Thirty years on it is not clear who living on Calauit, are descendants of the tribesmen and who are not. Schools, farms and resorts are sprouting up and there is no clear delineation separating the animals from human development. Marcos unwittingly created a miniature Africa in more ways than one. Without a clearly defined area reserved for the animals, there are significant human issues, giraffes and zebras are being gunned down by locals, either in anger at animals stealing their harvest or in protest to their presence, or even some say, for their hides.

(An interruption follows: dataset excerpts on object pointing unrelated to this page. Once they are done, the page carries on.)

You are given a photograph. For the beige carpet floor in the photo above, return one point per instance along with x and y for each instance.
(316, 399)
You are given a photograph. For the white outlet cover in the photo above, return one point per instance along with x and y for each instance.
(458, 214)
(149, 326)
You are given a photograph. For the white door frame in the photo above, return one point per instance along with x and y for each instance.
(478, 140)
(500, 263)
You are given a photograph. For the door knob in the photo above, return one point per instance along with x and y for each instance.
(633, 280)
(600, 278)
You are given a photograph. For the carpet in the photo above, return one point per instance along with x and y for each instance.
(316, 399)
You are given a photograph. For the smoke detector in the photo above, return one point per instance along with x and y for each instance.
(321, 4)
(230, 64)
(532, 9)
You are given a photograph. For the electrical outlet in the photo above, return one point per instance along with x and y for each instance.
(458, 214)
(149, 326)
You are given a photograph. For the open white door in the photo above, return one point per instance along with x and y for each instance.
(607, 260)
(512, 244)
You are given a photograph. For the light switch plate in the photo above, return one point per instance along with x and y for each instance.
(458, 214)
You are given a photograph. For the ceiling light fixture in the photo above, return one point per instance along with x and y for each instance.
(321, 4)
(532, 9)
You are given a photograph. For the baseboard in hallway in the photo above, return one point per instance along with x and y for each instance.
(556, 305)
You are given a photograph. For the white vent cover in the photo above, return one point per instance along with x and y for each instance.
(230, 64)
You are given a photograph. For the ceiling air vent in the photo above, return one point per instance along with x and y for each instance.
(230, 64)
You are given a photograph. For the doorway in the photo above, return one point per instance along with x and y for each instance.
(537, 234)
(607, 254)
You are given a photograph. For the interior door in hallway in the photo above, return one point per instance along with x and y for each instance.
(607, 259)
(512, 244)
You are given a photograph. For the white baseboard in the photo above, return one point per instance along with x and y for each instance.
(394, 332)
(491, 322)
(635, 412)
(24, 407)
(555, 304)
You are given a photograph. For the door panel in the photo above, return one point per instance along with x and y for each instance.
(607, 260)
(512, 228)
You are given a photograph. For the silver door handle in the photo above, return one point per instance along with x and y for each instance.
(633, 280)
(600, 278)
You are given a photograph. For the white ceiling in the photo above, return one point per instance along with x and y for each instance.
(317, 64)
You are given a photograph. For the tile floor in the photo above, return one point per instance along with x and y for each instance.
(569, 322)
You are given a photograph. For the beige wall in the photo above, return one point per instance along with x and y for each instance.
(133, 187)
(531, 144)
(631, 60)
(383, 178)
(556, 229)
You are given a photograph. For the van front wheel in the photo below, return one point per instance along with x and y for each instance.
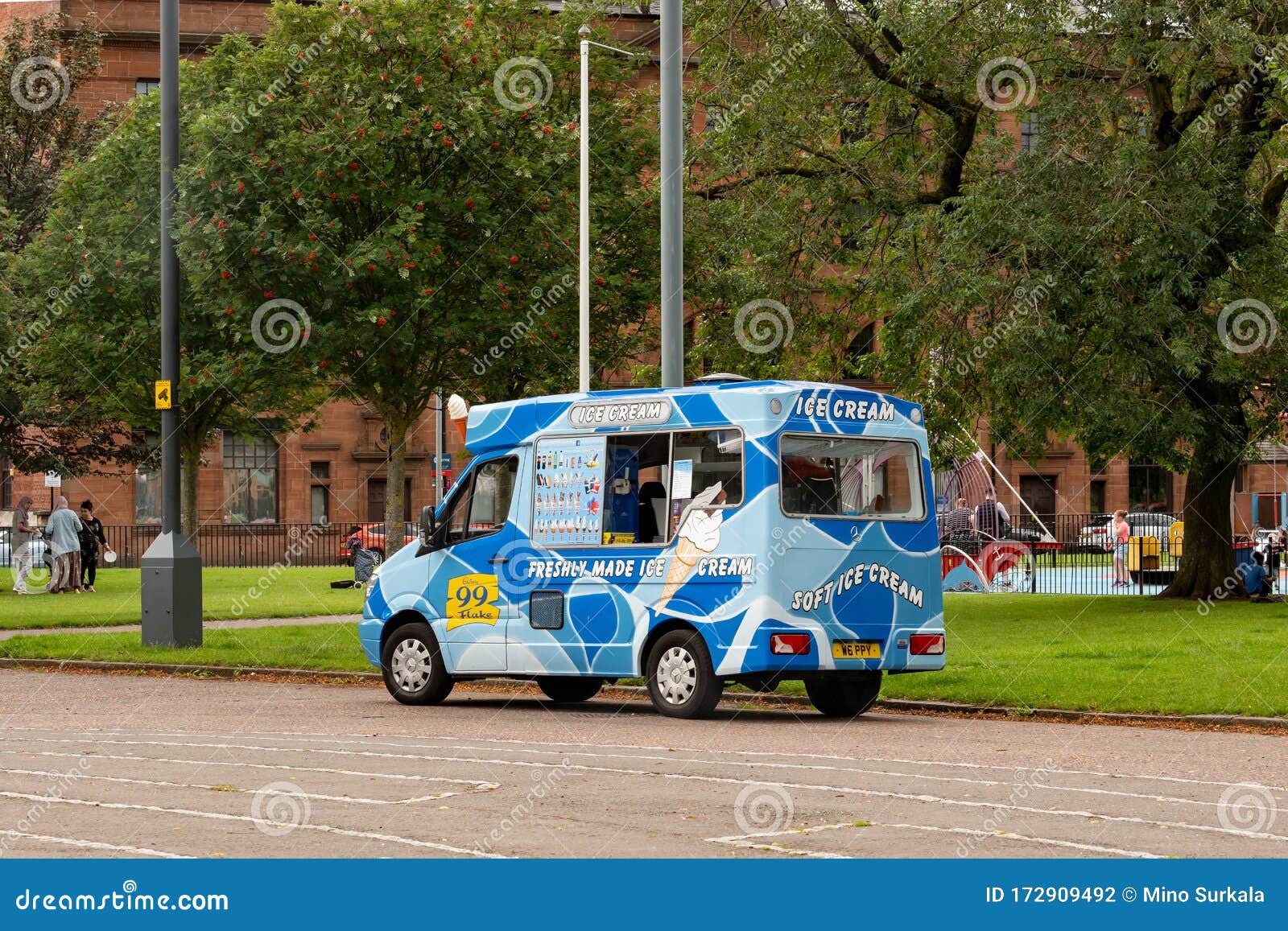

The island is a paradox. Having been messed around with on a massive scale for the past forty years it has been left largely to its own devices. Since 1976 Froilan, now lovingly referred to as Sir Froilan, has looked after the animals. He has dedicated his life to the wellbeing of his African wards, protecting them against human encroachment, over-enthusiastic tourists and government bodies and LGU’s who, sensing a financial windfall, are circling the protected area honing their arguments as to why they should be given authority over the Park. Froilan now has a staff of 28 - with not a vet among them. Like a mother attending her kids, Sir Froilan applies betadine to wounds and nurses his sick wards as best he can, however anything more complicated than cuts and bruises goes untreated.
Forty years after their arrival, 13 of the original 16 African arrivals have become extinct, succumbing to the only predator other than man - wild dogs. Meanwhile the zebras and giraffes have survived, with two Giraffe calves being born this year alone.
I spent 2 days on the island, with unencumbered constant access to the giraffesand managed to come away with a much better understanding of the anatomy and their characteristics, loads of video and camera footage and many sketches. I’m a happy man.